Venezuelan President Nicolás Maduro announced Tuesday a "public debate" starting February 15 regarding changes to the constitution he began promoting soon after his third term began despite accusations of fraud.
Reading an article in the Venezuelan constitution adopted in 1999, Maduro said he would have "a public debate based on the constitutional reform that we're going to kick off on February 15 of this year."
Maduro said he wanted "to definitively integrate the popular power" into the constitution, referring to the roughly 49,000 communal councils.
The majority of these locally elected councils consist of government supporters and are responsible for overseeing improvements to public services and distributing subsidised food in urban areas.
The reform will be submitted to a referendum this year on a date yet to be announced.
While Maduro claims "the constitutional reform is to broaden Venezuelan democracy, perfect the Bolivarian constitutional model, and to design the society of the future," critics say the ill-defined project is a move toward restricting democracy in the country.

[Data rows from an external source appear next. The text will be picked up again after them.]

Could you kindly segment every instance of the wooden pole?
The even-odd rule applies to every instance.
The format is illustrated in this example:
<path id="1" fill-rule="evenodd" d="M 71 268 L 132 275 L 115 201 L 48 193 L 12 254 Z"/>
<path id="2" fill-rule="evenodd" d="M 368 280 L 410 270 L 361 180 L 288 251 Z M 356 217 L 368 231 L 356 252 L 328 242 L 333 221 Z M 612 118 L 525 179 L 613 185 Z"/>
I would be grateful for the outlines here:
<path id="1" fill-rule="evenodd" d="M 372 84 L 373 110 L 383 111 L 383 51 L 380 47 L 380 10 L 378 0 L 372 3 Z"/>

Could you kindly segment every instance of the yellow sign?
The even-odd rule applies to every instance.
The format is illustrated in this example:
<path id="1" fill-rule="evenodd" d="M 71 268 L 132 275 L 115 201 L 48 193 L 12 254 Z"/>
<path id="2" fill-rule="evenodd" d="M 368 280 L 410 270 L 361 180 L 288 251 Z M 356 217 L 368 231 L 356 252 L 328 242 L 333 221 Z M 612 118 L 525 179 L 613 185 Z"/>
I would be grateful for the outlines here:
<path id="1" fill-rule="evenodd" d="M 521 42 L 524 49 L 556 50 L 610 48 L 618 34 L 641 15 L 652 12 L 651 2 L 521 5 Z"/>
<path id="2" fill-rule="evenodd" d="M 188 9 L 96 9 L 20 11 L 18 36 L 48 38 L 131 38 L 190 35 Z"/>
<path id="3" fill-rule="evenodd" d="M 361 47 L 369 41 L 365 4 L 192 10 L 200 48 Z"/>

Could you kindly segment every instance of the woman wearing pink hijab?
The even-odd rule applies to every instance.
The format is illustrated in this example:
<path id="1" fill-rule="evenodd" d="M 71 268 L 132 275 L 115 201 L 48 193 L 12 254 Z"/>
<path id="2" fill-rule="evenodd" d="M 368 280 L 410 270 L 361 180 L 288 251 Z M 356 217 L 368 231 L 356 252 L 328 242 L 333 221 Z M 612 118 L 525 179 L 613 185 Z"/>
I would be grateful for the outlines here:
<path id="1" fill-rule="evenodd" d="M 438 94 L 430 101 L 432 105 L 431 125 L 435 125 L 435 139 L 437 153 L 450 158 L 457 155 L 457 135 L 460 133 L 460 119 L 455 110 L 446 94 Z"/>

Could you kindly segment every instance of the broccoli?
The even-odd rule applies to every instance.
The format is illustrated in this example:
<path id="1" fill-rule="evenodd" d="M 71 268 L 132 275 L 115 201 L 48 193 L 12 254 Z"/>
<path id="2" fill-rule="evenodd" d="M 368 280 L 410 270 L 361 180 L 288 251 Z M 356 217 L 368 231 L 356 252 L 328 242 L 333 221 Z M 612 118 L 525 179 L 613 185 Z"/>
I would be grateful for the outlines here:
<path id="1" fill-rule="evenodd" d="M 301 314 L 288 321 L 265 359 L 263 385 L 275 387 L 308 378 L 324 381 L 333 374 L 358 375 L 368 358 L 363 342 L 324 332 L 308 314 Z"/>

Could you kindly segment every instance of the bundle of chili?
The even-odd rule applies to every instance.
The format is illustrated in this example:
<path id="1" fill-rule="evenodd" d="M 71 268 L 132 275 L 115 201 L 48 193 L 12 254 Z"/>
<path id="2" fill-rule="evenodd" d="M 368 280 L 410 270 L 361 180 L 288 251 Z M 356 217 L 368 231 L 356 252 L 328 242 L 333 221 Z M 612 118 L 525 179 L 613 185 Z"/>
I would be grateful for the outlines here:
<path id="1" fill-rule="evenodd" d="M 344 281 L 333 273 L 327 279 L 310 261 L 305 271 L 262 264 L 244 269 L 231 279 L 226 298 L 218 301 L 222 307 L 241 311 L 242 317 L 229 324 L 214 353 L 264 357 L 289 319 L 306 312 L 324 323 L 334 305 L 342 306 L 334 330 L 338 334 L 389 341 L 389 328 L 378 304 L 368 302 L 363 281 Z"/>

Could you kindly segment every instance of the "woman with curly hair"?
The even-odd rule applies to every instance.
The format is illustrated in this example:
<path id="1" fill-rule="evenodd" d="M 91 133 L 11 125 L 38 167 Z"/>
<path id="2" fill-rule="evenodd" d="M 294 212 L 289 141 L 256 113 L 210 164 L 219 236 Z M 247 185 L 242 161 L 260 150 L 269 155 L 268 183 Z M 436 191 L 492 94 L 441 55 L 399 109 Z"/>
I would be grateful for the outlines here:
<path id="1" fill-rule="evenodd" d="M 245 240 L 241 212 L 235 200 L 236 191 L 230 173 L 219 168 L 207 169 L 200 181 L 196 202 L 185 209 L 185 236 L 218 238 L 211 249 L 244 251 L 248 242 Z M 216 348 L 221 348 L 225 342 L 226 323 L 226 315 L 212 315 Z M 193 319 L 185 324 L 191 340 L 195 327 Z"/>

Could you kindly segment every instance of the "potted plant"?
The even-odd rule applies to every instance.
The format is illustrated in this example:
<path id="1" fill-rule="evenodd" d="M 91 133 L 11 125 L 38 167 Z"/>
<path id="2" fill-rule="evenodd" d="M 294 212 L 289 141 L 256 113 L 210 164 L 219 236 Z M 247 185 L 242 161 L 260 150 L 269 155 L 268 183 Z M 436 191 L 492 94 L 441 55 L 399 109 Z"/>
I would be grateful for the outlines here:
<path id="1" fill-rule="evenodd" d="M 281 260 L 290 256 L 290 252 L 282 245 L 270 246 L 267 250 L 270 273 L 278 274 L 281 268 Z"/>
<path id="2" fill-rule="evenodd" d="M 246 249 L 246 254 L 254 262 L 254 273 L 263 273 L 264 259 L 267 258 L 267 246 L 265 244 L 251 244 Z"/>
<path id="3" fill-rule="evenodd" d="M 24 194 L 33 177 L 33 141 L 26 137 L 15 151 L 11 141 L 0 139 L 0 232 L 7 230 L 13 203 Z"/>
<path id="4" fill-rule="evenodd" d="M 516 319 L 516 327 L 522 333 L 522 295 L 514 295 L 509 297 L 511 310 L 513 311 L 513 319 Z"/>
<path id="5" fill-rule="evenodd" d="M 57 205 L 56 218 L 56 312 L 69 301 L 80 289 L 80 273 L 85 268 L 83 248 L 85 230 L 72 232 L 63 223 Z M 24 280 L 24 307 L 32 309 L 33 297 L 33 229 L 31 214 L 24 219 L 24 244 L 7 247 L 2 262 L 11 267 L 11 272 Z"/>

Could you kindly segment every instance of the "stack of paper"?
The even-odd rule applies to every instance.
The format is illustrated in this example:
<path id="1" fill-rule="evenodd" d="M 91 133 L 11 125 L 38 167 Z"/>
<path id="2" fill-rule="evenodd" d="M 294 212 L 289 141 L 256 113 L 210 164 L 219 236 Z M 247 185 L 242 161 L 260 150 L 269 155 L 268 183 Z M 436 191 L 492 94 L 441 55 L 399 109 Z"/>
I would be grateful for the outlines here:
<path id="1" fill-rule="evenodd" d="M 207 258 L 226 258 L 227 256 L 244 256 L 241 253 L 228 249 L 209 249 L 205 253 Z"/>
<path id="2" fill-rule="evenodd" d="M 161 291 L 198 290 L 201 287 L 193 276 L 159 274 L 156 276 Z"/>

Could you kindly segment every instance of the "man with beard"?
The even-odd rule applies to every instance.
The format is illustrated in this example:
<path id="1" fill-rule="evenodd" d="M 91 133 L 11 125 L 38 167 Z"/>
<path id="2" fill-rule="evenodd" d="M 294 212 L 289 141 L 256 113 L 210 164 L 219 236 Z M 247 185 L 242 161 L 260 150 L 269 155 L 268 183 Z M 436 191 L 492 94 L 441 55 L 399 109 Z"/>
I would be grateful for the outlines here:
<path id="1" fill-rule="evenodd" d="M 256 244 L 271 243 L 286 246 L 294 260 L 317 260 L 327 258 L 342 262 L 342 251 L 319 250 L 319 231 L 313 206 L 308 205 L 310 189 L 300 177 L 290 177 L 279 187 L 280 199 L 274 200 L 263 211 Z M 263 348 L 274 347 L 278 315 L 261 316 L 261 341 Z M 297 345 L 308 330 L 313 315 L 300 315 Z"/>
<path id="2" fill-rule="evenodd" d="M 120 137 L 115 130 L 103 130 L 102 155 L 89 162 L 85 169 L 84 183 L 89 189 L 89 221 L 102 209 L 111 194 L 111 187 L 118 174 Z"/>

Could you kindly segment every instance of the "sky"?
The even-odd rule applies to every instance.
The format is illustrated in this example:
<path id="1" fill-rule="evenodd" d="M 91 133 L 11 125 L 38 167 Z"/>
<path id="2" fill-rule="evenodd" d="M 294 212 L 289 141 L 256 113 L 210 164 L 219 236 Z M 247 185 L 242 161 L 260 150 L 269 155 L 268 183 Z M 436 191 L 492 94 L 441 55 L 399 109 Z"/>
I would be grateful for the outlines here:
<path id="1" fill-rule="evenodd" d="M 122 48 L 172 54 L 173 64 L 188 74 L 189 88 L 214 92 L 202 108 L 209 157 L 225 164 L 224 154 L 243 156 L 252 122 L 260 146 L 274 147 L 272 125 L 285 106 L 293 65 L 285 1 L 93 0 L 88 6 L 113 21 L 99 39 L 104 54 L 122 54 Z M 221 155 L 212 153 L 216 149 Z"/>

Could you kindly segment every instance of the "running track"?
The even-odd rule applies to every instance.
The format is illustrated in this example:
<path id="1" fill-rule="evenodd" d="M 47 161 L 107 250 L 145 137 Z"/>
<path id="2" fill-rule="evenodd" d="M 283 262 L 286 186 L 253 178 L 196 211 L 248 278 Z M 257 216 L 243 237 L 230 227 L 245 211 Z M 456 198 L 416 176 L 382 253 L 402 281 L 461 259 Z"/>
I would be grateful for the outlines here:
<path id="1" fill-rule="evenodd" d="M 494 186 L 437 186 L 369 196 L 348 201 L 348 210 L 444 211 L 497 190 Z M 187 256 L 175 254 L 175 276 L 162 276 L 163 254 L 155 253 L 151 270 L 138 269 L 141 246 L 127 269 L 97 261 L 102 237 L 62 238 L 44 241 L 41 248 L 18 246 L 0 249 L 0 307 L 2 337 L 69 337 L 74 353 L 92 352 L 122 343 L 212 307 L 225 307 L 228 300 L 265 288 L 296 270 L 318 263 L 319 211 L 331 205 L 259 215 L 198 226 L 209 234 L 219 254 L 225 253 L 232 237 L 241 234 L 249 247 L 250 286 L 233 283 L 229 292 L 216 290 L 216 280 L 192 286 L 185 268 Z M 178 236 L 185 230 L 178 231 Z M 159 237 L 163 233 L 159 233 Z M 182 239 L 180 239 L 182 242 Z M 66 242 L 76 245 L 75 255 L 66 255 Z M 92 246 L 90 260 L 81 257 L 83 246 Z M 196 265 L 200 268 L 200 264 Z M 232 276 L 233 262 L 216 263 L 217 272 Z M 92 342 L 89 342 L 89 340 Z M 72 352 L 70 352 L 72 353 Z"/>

On January 15, five days after Maduro was sworn in for another six-year term, the president created a commission to reform the current constitution, chaired by Attorney General Tarek William Saab, who also participated in the drafting of the 1999 constitution.

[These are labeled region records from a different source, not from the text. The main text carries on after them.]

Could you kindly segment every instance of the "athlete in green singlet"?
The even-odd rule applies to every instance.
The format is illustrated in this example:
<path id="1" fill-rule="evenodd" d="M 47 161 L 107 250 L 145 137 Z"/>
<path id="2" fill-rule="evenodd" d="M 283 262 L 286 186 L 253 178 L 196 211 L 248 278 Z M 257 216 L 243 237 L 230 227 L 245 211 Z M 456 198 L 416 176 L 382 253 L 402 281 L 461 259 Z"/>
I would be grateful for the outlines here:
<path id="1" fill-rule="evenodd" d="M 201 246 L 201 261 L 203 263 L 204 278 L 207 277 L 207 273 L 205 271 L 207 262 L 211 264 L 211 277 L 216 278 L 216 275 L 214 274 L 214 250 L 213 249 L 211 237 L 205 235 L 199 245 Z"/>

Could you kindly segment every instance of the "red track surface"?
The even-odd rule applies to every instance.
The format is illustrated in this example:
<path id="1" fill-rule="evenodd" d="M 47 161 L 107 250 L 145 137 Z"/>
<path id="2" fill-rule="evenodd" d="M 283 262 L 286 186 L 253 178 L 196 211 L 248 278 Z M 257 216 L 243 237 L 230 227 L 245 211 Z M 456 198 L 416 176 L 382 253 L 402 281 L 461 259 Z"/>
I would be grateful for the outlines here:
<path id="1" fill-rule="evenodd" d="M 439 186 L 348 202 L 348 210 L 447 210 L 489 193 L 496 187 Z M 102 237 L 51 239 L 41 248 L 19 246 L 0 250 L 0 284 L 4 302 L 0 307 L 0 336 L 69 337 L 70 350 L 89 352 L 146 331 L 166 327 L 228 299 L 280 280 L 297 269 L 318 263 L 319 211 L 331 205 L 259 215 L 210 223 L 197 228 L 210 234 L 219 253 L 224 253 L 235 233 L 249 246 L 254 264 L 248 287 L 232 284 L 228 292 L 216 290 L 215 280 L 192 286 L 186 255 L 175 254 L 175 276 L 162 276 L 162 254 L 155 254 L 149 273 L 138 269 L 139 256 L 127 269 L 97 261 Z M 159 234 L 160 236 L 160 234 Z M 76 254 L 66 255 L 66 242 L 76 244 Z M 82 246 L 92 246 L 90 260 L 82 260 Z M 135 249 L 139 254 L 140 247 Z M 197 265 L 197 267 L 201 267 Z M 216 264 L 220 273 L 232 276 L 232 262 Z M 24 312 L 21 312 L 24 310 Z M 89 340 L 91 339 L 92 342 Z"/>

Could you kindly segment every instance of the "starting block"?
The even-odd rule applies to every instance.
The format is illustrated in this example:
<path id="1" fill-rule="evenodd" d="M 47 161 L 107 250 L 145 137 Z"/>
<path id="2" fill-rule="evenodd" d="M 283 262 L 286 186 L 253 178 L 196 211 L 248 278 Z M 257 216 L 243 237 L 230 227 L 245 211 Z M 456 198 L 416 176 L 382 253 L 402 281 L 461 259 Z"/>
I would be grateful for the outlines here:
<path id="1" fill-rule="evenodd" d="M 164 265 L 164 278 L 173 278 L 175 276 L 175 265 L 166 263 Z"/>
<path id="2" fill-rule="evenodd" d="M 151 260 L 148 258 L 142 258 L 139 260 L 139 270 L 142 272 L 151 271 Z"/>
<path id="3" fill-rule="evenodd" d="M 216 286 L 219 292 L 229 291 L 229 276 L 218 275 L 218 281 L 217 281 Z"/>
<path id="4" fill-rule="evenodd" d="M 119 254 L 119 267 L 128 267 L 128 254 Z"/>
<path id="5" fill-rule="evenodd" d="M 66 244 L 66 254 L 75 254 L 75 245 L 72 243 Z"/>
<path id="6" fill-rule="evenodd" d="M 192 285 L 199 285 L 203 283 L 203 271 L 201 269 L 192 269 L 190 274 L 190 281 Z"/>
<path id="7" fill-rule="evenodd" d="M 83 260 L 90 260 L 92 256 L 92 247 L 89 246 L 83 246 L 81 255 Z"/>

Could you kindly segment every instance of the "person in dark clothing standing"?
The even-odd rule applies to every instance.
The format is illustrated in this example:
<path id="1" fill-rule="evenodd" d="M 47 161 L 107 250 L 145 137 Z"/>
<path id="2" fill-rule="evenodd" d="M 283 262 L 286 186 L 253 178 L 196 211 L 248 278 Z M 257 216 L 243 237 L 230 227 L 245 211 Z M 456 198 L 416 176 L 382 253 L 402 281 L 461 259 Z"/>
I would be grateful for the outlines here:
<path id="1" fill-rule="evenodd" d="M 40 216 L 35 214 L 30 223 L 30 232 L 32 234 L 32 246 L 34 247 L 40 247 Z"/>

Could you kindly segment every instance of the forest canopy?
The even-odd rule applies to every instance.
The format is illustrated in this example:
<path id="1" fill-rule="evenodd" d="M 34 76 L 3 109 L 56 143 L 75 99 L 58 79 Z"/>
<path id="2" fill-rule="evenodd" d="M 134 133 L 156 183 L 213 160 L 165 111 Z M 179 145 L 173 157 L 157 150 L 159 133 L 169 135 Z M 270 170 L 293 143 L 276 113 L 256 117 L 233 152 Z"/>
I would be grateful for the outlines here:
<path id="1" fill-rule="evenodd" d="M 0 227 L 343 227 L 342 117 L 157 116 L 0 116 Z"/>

Vice President Delcy Rodríguez and Maduro's wife, Cilia Flores, will also be members of the secretariat.
Maduro was declared the winner of last July’s presidential election, with the National Electoral Council giving him 52 percent of the vote despite never releasing polling station data, claiming it was the victim of a computer hack.
The opposition, which has released its own polling-station-level data, said its candidate Edmundo González Urrutia won in a landslide.
Protests after the election left 28 people dead and nearly 200 injured. More than 2,400 people were arrested, with 1,900 having been released since.